Let's stop here for a moment.  If you do not take a picture yourself, you should never, ever post it as "evidence".   Just because a friend, relative, client, or stranger off the street says it's the real deal doesn't make it so. And, even if they are 100% sincere, you have no idea what the conditions were at the time the photo was taken or what - if any - controls were used. And mostly likely, there is no accompanying comparison shots or video for a more complete or proper analysis.

As I, and many other paranormal researchers in the field have been saying, ghost apps are widely available and easy to use.  If you are a paranormal investigator, you really should be aware of this by now.  It's not exactly a big secret.

Source:  It's Not Haunted
Now the blame has also shifted to the client who owns the supposed haunted location.  When they were first asked if they knew the team was putting the blame on them, they initially defended the team and all the "evidence" caught at their business.  Like the team, they also criticized the people who called the picture into question.  And they are also claiming they didn't fake the photo.

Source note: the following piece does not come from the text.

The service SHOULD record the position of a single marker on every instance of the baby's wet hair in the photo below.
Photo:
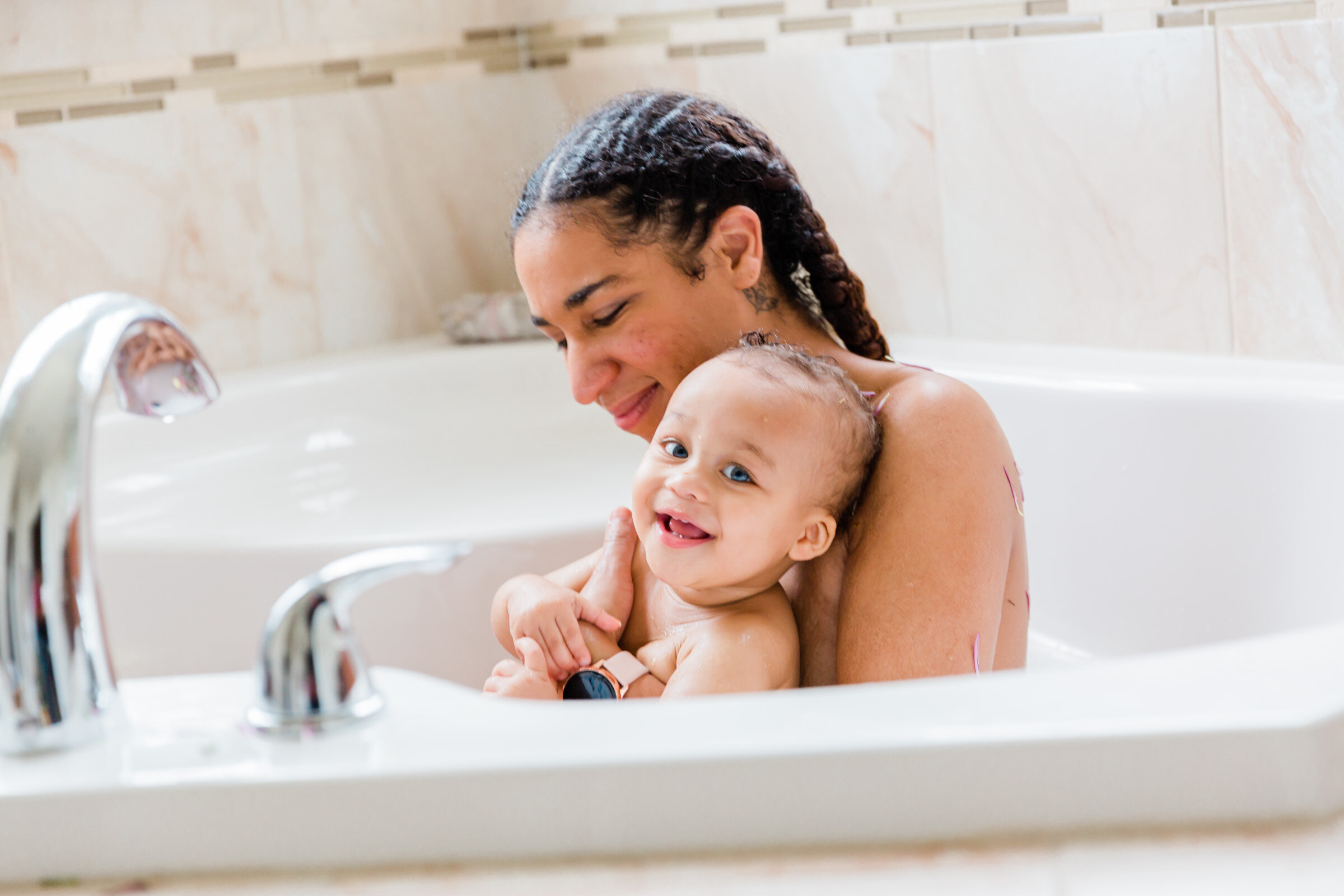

So there are three issues with this case:  1) A paranormal team either faked evidence or at the least, didn't do their homework before posting it as such  2) A client/business owner either faked a picture or at the least, defended the team after being notified of the faked evidence and 3)  the driving force behind it all:  the desire by both the team and the client to be on national TV.

Sadly, very few paranormal shows profile teams that utilize true scientific methodology and critical thinking.   They are more interested in the sensational aspects of paranormal investigating.  That's what attracts viewers, boots ratings, and brings in advertising $$$.

Owning a "haunted location" is now a big business thanks to paranormal TV.   If you get your restaurant, hotel, or even abandoned building profiled on one of these shows, you can charge people a hefty fee to "investigate".  The teams benefit as well:  because of the exposure, they will attract more cases - whether they are competent or not.  Many viewers unfortunately seem to think if a team is profiled on TV, they are somehow "better" than others.  This is not necessarily true.

To be fair, I know owners who sincerely believe they have had paranormal experiences at their location.  And they are in business to make money.  If they can get an edge on the competition by attracting additional clientele, I can't blame them.  But that is one thing.  It is a completely different matter if they deliberately alter photos, manipulate the history of the location, or fabricate claims out of thin air.  All of these things are done with the intent to mislead people and then profit from it.

After this team's bogus photo went viral, I was one who lamented that it is an example of why paranormal research isn't taken seriously.  It isn't just the fact that a photo was blatantly faked, (faking a photo is bad enough, but using a famous image to do so is ridiculous).  No, this situation shows how the all-too-common mix of greed, ego and entertainment shoves valid research into the mud.